— Но человеку необходим рентген, он умирает!..
— Легкие? — вдруг спросила мама. — Рентген по понедельникам.
— Но войдут двое… мама, и…
— Это меня не касается, мое дело выклянчить у Кригерши рентген. До войны я этой неумехе давала свою швейную машинку «Зингер», которую ты, кстати, пустил на ветер! Однажды она ее даже сломала… Я ей позычала[28] — она мне позычит… Интересно только, где нас будут вешать?.. Но я знаю рентген, и ничего больше!.. Ничего!..
И она снова заплакала. В ту ночь я не видел снов.
XXII
И вдруг молния точно нарисованная стрела, пронзает тучи, толстенный слой грязной ваты, разбухший от крови и гноя! И где-то далеко слышится тремоло грома. Зыбкий свет вырывается из темноты не то на изумрудную поляну с молодой травой, не то на мелкие барашки, бегущие по морю к светящемуся горизонту… Словом, прорыв в будущее или прошлое, что само но себе уже и не важно — только бы хоть на время избавиться от настоящего, сбросить со спины тюк забот, который делает тебя горбатым…
А стрела и была нарисованной. На клочке бумаги, который я получил в письме. Оно сиротливо лежало в почтовом ящике, в который давно никто не заглядывал, почта не работала, никто никому не писал. Доставая из паутины и осыпи ржавчины письмо, я ничего хорошего не ждал. Разве что вызов на биржу или отправка в Германию?
Но вот же: сердце, пронзенное стрелой! На листке клетчатой бумаги Любка Коваль сообщала, что соскучилась, и просила зайти к ним. Я осторожно осмотрел послание, будто оно пришло с Земли Санникова! Раньше, до войны, мы всего однажды обменялись открытками, когда родители разослали нас в разные санатории. Мою открытку, где в квадратиках и кружочках были изображены виды курорта Геленджик, я испещрил загогулинами слов, которые должны были передать всю мою любовь и тоску «по предмету»! И она ответила: «Ваша записка в несколько строчек…»
Курносая женщина в пышном платье манерно поднимает руки, но вот простушка начинает петь — и становится вдруг значительной Клавдией Шульженко, послушать которую сбегается весь город, и мы с Любкой. Она пальчиками при-под-ни-мает подол концертного платья и уходит за кулисы… «Ваша записка…»
Потом война, и мы разминулись, хотя жили в одном городе. Сперва не до того было. Потом я боялся выйти в «открытый» город. А дальше — встретил Любку с матерью на юбилее Шевченко и почувствовал, что наши дороги разошлись. Они, наверное, служили в «Просвите», где интеллигентные старички и старушки в сорочках и платьях с мережкой, вышивкой занимались «ридною мовой», «ридным краем», «ридною культурой».

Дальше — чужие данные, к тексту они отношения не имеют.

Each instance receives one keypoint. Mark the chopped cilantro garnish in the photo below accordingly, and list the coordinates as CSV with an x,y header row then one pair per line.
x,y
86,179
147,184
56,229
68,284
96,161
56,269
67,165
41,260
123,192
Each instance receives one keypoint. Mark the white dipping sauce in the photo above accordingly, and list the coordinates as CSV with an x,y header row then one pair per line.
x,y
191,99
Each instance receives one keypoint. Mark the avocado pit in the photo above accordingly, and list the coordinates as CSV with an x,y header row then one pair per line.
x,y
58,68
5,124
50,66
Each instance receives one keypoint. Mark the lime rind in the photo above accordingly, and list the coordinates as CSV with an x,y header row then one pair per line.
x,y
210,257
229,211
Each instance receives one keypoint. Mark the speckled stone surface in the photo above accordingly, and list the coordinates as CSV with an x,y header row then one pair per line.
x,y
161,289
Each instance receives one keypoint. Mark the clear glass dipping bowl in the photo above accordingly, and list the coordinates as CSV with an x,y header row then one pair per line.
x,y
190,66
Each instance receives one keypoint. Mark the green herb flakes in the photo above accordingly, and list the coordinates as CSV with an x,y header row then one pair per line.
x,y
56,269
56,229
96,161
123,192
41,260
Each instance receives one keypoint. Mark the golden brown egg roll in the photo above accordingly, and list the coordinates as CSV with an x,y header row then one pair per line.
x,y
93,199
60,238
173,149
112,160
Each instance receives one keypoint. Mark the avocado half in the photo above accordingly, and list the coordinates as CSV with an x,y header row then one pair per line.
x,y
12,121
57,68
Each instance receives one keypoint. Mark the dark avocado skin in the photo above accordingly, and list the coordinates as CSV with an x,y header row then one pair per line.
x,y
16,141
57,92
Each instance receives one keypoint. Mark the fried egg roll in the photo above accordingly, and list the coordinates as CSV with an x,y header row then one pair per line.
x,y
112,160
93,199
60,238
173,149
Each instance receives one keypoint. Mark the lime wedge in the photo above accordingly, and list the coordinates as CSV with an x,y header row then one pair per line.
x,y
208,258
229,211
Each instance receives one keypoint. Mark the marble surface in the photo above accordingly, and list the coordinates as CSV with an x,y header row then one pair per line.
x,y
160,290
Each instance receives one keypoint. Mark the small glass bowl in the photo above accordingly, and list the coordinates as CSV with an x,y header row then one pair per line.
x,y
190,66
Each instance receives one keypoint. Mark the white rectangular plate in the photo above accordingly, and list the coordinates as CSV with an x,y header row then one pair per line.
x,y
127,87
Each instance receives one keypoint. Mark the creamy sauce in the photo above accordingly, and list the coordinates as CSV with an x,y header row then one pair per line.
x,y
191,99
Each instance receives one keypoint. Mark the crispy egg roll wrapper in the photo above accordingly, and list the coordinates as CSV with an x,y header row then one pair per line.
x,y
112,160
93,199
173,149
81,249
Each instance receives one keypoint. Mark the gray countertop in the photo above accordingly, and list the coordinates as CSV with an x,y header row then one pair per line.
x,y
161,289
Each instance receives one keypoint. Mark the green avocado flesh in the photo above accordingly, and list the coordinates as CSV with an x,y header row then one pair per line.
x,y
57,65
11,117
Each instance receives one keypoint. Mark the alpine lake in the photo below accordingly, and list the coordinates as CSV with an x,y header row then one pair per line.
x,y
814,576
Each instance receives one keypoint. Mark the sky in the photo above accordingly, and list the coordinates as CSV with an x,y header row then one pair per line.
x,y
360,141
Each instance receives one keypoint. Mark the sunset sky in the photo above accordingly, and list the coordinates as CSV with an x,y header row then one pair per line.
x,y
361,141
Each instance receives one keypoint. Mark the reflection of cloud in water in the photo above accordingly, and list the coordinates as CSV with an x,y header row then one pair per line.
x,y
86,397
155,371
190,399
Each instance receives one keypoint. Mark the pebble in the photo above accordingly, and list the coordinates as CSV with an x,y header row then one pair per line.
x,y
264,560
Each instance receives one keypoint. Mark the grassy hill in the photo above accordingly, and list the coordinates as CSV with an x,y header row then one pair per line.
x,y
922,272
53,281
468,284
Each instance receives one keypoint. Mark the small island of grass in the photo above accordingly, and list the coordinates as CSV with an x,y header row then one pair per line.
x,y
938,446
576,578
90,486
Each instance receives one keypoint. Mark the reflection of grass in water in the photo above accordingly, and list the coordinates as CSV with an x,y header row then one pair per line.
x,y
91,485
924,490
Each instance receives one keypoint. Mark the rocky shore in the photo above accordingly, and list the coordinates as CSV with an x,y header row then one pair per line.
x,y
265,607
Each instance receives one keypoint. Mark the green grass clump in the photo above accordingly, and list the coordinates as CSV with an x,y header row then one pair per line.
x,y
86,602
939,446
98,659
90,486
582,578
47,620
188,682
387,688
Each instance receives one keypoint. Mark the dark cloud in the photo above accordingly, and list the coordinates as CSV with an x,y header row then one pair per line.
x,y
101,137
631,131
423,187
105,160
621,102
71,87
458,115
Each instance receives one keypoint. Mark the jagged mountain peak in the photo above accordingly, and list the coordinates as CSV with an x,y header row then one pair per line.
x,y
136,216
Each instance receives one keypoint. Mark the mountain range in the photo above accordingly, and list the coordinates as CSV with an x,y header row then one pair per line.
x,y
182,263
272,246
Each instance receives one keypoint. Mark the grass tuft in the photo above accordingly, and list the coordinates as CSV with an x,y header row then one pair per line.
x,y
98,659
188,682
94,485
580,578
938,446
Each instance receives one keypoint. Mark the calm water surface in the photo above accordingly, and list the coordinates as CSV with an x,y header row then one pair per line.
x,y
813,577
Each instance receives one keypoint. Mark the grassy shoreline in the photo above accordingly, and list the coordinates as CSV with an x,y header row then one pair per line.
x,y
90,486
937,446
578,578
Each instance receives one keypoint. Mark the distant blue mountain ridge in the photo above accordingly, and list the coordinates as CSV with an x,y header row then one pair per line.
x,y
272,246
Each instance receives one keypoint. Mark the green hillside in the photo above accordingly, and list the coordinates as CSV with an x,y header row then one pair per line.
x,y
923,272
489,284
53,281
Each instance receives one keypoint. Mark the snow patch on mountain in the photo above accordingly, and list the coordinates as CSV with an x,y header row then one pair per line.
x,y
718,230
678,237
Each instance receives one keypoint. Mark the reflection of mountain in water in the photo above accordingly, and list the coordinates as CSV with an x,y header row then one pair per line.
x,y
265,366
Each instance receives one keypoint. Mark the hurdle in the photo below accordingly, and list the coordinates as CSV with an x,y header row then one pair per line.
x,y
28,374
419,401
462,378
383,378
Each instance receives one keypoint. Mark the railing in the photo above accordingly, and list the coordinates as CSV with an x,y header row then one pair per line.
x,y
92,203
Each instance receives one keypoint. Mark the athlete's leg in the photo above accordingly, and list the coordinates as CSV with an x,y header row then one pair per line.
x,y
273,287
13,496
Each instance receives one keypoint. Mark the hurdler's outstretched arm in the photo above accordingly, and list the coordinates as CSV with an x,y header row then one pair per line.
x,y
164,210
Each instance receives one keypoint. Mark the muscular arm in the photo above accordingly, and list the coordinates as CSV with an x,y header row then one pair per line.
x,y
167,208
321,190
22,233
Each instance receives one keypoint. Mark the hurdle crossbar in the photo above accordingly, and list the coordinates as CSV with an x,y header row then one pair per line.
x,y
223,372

После того, что я услыхал на «ювилэи Кобзара», видеть Ковалей у меня не было охоты. Не то чтобы я верил, будто они так быстро «перековались», нет. Но что-то выспреннее и потому фальшивое было в Оксане Петровне и раньше, можно было предположить, что все сказанное на вечере она принимала за чистую монету. А может быть, я сам, привыкший к тому, что «украинськи буржуазни националисты» что-то нафталинное, ненастоящее, никак не мог поверить, что все, что произошло тогда в театре — серьезно. Так же, как никогда не понимал, почему современные люди рядятся вдруг в «селянськи кустюмы», изображая этаких украинских пейзан! Под расписными рубахами наверняка были современные маечки-футболки, сатиновые трусики, в которых купались и загорали. Не пойдешь же на пляж в длиннополой рубахе с застегнутым воротом косоворотки или в шерстяной плахте, похожей на шахматную доску! Мне всегда интересно было следить за тем, как «селяне» и «селянки», раздевшись за кулисами сцены, выходили на улицу, громко разговаривая на чистейшем русском языке. То, что говорилось и делалось на сцене, было лишь представлением, которое настолько отличалось от живой жизни, что в искренность «комедиантов» верилось с трудом. Впрочем, нам, воспитанным в атеистическом духе, и церковная служба казалась лишь «пещным действом», то есть чем-то древним и сугубо театральным. Мы же не верили в Бога, отрезали от своей жизни прошлое, которое «було колысь, до Жовтня» (то есть до Октября, революции), и, согласно учебникам, считали Достоевского консерватором и мракобесом. Словом, камера обскура!.. Но именно поэтому я спокойно отнесся к службе Ковалей в какой-то там бутафорской организации, вроде похоронного бюро. Единственное, что угнетало и настораживало — это «вопрос», но в глубине души я не верил, что моя Любка могла сказать мне «юдэ» или что-нибудь подобное по-украински!